The rumour mill had us believe there’d be a truly budget iPhone, something to take on the low-end Android phones. That’s one area where Android is completely cleaning up. There is simply no Apple alternative to the likes of the Orange San Francisco.
A budget iPhone could’ve been a major game changer, but nope. The cheapest iPhone you can get is the ancient iPhone 3GS at £319 SIM free. It’s now 28 months old. Ridiculous.

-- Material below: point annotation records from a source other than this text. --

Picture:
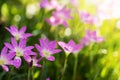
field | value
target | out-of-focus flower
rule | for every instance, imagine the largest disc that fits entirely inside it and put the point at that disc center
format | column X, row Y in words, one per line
column 70, row 47
column 91, row 36
column 49, row 5
column 59, row 17
column 86, row 17
column 20, row 50
column 35, row 62
column 47, row 49
column 6, row 58
column 75, row 3
column 47, row 78
column 18, row 34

The Siri stuff was quite impressive, but realistically how often are you going to speak to your friggin’ iPhone? Apple claims that Siri adapts to your voice, but I refuse to accept that it’ll be able to accommodate the myriad of accents we have here in the UK. “Ey up, Siri. Goin’ down t’pub, 8pm.”
Having said all that, Joe Public will lap it all up. It’s easy to forget that we’re in a geeky minority, endlessly discussing specs and becoming a little too excited at the prospect of the likes of the Samsung Google Nexus Prime and HTC Sensation XE.
On the slightly less geeky hand, my best mate says he wants the new iPhone because “it’ll just work”. Clearly he’s sick of Android glitches.
Well, each to their own, I guess. But I’m siding with one particular writer who described last night as “a crock of shit”.